Le but de cet article vise à offrir aux lecteurs.rices le résultat d’un travail de recherche et d’une réflexion épistémologique sur l’éducation populaire. A travers ces articles documentés vous pourrez ainsi découvrir les origines de ce mouvement, l’évolution de ses enjeux et ce que représente aujourd’hui l’éducation dans notre société.

          L'émergence des Maisons de la Jeunesse et de la Culture est intimement liée à une personnalité française : André Philippe (1902-1970). Homme politique (SFIO, PSU, PS) et avocat, il fut aussi un professeur d'université (Paris et Lyon). André Philippe fut également très tôt un protestant engagé, et en ce sens il appartient à l'une des trois branches de l'éducation populaire, celle des chrétiens socialistes. Au lendemain de la seconde guerre mondiale, durant laquelle il fut également résistant, la reconstruction du pays est en marche, et pas seulement du point de vue des bâtiments. En effet il faut également penser à bâtir (ou rebâtir) la jeunesse, l'éduquer et, surtout, ne pas confier cela aux enseignants de l'éducation nationale, qui, pour certains, sont considérés comme responsables ou activistes de près ou de loin lors de la collaboration avec le régime de Vichy. C'est en 1944 qu'André Philippe décide de créer la République des jeunes, une organisation associative nationale qui a eu pour but de rassembler les syndicats de salariés et les mouvements éducatifs et de jeunesse. Cette République des jeunes est en fait une préfiguration de ce que seront, dès leur création en 1948, les Maisons de la Jeunesse et de la Culture (MJC). C'est ainsi qu'André Philippe dirigera pendant vingt ans, jusqu'en 1968, la Fédération Française des Maisons de la Jeunesse et de la Culture (FFMJC). 
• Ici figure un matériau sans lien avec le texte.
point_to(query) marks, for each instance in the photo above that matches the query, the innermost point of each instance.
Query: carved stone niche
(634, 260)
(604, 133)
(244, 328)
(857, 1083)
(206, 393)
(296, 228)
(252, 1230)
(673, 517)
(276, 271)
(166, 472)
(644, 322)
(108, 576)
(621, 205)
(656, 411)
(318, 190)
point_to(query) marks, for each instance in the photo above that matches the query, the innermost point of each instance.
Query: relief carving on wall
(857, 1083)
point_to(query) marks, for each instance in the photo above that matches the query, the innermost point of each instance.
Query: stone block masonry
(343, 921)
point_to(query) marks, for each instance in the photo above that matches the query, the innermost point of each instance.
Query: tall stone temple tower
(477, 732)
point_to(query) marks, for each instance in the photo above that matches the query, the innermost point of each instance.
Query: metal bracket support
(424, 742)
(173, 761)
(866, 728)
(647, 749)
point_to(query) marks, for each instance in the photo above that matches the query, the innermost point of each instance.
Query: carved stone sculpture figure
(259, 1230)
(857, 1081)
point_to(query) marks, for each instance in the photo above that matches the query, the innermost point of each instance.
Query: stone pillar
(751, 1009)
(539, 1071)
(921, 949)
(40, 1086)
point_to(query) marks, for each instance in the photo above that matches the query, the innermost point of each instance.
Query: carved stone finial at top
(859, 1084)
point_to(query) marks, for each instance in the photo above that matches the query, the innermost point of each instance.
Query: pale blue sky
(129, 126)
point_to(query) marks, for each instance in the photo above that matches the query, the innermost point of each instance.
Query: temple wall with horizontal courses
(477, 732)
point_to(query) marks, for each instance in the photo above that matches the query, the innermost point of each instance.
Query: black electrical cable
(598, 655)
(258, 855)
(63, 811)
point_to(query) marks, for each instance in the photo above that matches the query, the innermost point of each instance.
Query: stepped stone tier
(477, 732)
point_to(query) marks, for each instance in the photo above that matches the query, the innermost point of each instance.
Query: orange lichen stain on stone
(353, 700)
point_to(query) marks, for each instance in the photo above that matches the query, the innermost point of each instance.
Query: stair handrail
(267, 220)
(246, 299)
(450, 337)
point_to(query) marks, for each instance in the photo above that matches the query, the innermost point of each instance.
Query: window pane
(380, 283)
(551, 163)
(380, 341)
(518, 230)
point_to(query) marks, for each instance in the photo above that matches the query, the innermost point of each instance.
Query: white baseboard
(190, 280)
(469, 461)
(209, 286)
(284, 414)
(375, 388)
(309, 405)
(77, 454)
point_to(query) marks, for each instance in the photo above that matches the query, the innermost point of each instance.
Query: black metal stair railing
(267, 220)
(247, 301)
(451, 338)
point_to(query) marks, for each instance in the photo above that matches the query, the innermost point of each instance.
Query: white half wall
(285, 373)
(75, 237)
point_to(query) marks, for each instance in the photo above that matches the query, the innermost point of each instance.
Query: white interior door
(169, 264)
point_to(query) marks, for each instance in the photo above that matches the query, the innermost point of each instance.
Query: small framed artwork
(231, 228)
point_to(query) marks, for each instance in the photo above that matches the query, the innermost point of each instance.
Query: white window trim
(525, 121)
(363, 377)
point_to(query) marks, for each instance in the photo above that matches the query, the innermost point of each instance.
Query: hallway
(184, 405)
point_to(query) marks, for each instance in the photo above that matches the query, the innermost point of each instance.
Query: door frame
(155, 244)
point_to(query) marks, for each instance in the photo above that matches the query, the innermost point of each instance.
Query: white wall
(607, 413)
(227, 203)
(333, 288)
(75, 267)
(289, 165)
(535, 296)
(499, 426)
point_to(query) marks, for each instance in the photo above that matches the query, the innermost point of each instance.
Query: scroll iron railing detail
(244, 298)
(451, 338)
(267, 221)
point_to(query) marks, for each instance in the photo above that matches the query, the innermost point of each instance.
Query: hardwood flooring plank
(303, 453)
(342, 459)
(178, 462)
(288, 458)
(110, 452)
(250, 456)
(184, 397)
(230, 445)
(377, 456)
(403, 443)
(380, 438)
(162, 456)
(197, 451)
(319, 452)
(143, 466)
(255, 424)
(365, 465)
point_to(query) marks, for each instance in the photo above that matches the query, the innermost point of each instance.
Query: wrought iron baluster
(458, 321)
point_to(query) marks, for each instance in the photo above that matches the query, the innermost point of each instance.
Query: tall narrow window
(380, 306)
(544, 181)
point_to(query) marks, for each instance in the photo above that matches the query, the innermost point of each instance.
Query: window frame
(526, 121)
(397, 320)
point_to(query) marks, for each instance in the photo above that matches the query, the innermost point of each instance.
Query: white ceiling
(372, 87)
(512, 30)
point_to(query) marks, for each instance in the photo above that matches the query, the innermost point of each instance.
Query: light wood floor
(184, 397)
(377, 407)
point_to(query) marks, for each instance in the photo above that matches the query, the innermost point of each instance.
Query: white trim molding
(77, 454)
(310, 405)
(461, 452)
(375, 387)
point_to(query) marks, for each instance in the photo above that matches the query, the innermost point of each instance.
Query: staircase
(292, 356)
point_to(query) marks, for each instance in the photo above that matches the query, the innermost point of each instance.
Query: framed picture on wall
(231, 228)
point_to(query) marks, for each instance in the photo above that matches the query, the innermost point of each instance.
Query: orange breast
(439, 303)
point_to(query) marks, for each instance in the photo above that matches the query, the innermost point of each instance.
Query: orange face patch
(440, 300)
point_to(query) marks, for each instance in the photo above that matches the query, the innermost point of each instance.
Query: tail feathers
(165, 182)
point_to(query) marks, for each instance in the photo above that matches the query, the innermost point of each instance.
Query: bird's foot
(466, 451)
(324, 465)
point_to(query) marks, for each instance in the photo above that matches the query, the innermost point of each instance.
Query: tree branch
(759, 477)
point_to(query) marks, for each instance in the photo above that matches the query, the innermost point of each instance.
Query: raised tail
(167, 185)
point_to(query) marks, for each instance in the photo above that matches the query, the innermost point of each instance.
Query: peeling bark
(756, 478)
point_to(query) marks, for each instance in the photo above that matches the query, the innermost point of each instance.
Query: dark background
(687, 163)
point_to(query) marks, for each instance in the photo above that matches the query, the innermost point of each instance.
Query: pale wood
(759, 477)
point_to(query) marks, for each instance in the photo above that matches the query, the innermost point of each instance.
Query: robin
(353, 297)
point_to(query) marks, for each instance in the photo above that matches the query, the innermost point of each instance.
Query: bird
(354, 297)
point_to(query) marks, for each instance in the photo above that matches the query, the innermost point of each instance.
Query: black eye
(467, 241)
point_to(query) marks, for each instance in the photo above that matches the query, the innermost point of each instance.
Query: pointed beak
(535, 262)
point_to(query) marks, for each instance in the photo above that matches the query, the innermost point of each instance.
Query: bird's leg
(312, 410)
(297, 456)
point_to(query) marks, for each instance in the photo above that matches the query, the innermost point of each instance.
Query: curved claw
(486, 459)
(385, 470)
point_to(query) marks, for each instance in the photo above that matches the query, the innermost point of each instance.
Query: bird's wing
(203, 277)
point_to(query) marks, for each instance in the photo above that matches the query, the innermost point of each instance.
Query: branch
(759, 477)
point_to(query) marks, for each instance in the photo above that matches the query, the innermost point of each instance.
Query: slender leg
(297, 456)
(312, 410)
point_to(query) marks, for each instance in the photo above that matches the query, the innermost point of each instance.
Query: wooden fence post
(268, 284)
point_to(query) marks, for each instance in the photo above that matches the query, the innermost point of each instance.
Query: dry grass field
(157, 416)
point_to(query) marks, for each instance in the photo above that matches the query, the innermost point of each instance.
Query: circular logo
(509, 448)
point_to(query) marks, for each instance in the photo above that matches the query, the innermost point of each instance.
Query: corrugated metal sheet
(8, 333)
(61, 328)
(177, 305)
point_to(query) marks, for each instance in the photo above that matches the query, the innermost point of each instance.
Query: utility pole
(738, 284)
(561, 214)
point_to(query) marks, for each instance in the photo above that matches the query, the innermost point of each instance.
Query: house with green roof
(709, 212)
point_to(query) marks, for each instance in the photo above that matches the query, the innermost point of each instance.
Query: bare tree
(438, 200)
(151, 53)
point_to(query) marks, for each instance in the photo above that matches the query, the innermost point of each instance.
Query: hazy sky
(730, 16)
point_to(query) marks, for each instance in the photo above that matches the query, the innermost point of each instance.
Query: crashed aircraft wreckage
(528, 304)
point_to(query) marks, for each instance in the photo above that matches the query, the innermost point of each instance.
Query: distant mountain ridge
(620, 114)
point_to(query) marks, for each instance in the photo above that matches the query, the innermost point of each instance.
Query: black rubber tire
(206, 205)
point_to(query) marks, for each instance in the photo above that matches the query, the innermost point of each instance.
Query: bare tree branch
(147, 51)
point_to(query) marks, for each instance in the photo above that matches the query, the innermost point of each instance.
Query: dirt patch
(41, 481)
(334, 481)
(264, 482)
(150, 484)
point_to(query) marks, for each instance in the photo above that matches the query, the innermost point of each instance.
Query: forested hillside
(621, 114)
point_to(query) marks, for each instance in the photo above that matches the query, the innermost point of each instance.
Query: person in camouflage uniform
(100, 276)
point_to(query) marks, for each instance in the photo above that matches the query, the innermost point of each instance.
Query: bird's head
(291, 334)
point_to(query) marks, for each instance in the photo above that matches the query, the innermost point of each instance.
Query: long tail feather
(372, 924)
          Historiquement parlant, les MJC sont en quelque sorte l'héritage de structures qui ont existé bien avant 1948 sous la Section Française de l'Internationale Ouvrière (SFIO), le Front Populaire ou bien encore le régime de Vichy. Citons par exemple le cas de Léo Lagrange, qui, en tant que sous secrétaire d'État aux sports et à l'Organisation des loisirs en 1936, fut à l'origine de l'émergence des auberges de jeunesse (et dont il fut le président pour le comité laïque), du billet populaire de congés annuels (concomitant à la naissance des congés payés), des Olympiades populaires à Barcelone (en réaction au jeux olympiques de Berlin de 1939). 

          Sous le régime de Vichy, la Jeunesse Agricole Catholique (JAC), la Jeunesse Ouvrière Chrétienne de France (JOC) et la Jeunesse Étudiante Chrétienne (JEC), bien qu'elles soient apparues après la première guerre mondiale, furent récupérées et/ou ré-utilisées par le régime de Vichy car reconnues comme partie intégrante de l'éducation populaire, mais à travers le prisme du catholicisme français. Entre janvier et août 1940, les Chantiers de la Jeunesse, les Compagnons de France, Jeune France et l'École des cadres d'Uriage voient le jour. Bien que les motivations qui ont pu conduire à la création de ces quatre mouvements, listés de manière hélas non exhaustive, furent, pour certaines, aussi nauséabondes que leur contenu, toutes à la gloire du maréchal Pétain et sous la houlette d'un catholicisme français coupable, ces quatre mouvements ont eu pour point commun de création la jeunesse et les moyens de l'occuper, de l'endoctriner et de la mettre au pas, à l'image de ce que furent par exemple les Hitlerjugend (les Jeunesses Hitlériennes) entre 1926 et 1945. Ce contexte historique soulève d'ailleurs deux questions brûlantes, à savoir la question de l’enseignement, de l’éducation après Auschwitz (à qui confier cet enseignement?), et celle de ces mouvements pétainistes ou hitlériens d'embrigadement de la jeunesse (pouvaient-ils à l'époque se réclamer de l'éducation populaire?). 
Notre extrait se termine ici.